We are delighted to announce the launch of the new Oxford Centre for Neuroinflammation (OCNI), which aims to shed light on the causes of neurodegenerative diseases and uncover new treatment pathways. Headed by Professor Lars Fugger (MRC Human Immunology Unit), the centre will bring together biomedical, analytical and clinical expertise, to investigate the neuroinflammatory mechanisms that underpin a range of neurodegenerative diseases including multiple sclerosis, Parkinson’s and Alzheimer’s. This will allow our researchers to develop new tools for faster diagnosis, more accurate prognosis and new targets for life-changing and life-saving treatments.

OCNI_image.jpgAs part of the Nuffield Department of Clinical Neurosciences the OCNI will be located within the MRC Weatherall Institute for Molecular Medicine at the John Radcliffe Hospital. Within this rich multidisciplinary context the OCNI will capitalise on recent technological advances, including cutting edge experimental platforms, genetic microsurgery techniques and single-cell analysis methods, as well as on the on-going ‘big data’ explosion, which is enabling access to genetic, clinical and epidemiological information from hundreds of thousands of patients. By combining cutting-edge scientific approaches with clinically relevant data sets and with direct access to patient samples, the OCNI will be uniquely placed to drive forward medical research, interrogating the neuroinflammatory basis of neurodegenerative diseases.

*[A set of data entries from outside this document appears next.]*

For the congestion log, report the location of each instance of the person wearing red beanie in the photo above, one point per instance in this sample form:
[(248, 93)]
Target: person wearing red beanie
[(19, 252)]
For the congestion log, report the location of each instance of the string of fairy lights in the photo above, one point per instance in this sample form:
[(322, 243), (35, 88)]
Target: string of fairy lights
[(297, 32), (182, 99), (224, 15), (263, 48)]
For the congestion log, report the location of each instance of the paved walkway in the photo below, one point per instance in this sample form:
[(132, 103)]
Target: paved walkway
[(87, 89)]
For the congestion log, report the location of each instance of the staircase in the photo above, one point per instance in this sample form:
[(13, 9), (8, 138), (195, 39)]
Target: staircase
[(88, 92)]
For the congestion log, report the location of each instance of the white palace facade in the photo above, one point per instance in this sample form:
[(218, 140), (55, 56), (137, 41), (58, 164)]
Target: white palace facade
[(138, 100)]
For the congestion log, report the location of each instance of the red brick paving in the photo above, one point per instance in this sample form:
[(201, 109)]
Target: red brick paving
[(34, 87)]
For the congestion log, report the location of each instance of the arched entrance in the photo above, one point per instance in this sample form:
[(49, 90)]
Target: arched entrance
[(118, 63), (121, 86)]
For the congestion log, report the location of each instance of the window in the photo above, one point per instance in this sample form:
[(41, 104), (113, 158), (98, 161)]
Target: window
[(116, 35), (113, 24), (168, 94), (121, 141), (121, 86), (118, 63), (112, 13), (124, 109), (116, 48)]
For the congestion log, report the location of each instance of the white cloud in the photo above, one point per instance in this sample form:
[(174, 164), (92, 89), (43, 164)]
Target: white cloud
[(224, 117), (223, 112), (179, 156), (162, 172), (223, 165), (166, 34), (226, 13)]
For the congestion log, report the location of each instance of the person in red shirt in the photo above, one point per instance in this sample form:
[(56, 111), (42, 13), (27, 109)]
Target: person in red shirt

Speaking ahead of the launch Professor Lars Fugger said ‘We hope that the opening of the OCNI will help accelerate our understanding of neurodegenerative diseases and thus pave the way for novel treatments for patients worldwide’. Funded by the Oak Foundation and private donors the centre will ensure that new findings within the field are translated back to real progress in the clinic. The centre will focus on four major goals:

  • 1. Understanding how genetic information can be harnessed to help facilitate diagnosis
  • 2. Investigating the interplay between environmental factors and disease
  • 3. Establishing how to predicted drug efficacy
  • 4. Ascertaining whether drugs already tested and approved can be re-purposed for the treatment of neurodegenerative disease. By addressing these questions, the centre will help to provide life changing therapeutic options to enable patients worldwide to live active and fulfilling lives.